Le « Big Beautiful Bill » est l’initiative de politique économique de Donald Trump, représentant un changement majeur dans la stratégie économique des États-Unis. Ce projet repose sur trois piliers principaux : les baisses d’impôts, le protectionnisme commercial et les dépenses intérieures (voir graphique 1). Cette proposition a profondément divisé les Américains — y compris au sein de l’entourage de Trump (Elon Musk en est un exemple frappant) — certains y voyant un plan audacieux et clair, d’autres une aventure imprudente.

Dans cet article, nous mettons en lumière les aspects positifs et négatifs du projet, ainsi que ses conséquences potentielles sur l’économie américaine et mondiale.


Graphique 1 : Les trois piliers principaux du « Big Beautiful Bill » de Trump

Baisses d’impôts

Au cœur du projet de Trump se trouve une réduction significative des impôts sur les sociétés dans tous les secteurs, ainsi que des impôts sur le revenu pour toutes les catégories de la société américaine. Il convient de rappeler que le Tax Cuts and Jobs Act de 2017 (TCJA 2017) avait déjà considérablement abaissé les impôts, et le plan de Trump propose de prolonger cette réduction.

Selon la proposition, ces baisses d’impôts stimuleraient la croissance économique en encourageant l’investissement, en créant des emplois et, par ricochet, en augmentant les dépenses de consommation. Cependant, Trump se heurte à l’opposition du président de la Réserve fédérale, Jerome Powell, qui refuse de baisser les taux d’intérêt par crainte de l’inflation — des raisons que Powell qualifie d’économiques mais que Trump juge motivées politiquement. Une confrontation ouverte se profile donc entre les deux hommes.

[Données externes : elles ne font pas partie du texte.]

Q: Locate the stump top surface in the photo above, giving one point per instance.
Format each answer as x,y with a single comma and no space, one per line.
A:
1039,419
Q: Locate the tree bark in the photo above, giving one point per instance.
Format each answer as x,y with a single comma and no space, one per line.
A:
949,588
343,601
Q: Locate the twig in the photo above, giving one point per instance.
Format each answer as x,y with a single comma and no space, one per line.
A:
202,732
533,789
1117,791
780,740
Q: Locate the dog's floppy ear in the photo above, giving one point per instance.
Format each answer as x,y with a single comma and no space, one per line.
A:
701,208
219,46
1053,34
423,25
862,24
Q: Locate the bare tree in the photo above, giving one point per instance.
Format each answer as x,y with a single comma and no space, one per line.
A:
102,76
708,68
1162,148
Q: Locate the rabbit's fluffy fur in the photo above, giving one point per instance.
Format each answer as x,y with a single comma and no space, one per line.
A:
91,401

Protectionnisme commercial

Le deuxième pilier clé du « Big Beautiful Bill » de Trump consiste à adopter des mesures protectionnistes, telles que l’augmentation des droits de douane sur les produits importés et l’interdiction des importations en provenance de certaines sources. Trump justifie ces mesures comme nécessaires pour protéger l’industrie et l’agriculture américaines contre ce qu’il appelle une « concurrence déloyale ». Selon lui, cela revitaliserait la production industrielle et agricole aux États-Unis en incitant les entreprises à relocaliser leurs usines dans le pays, après des décennies de production dans des pays à bas coût.

Dépenses intérieures

Le troisième pilier fondamental du projet prévoit l’allocation de sommes substantielles à la sécurité nationale, notamment pour la construction de murs frontaliers — en particulier le long de la frontière mexicaine — et l’augmentation des budgets consacrés à l’application des lois sur l’immigration et l’expulsion. Trump affirme que ces mesures protégeraient les emplois et les ressources américaines de l’immigration illégale, conformément à sa doctrine « America First ».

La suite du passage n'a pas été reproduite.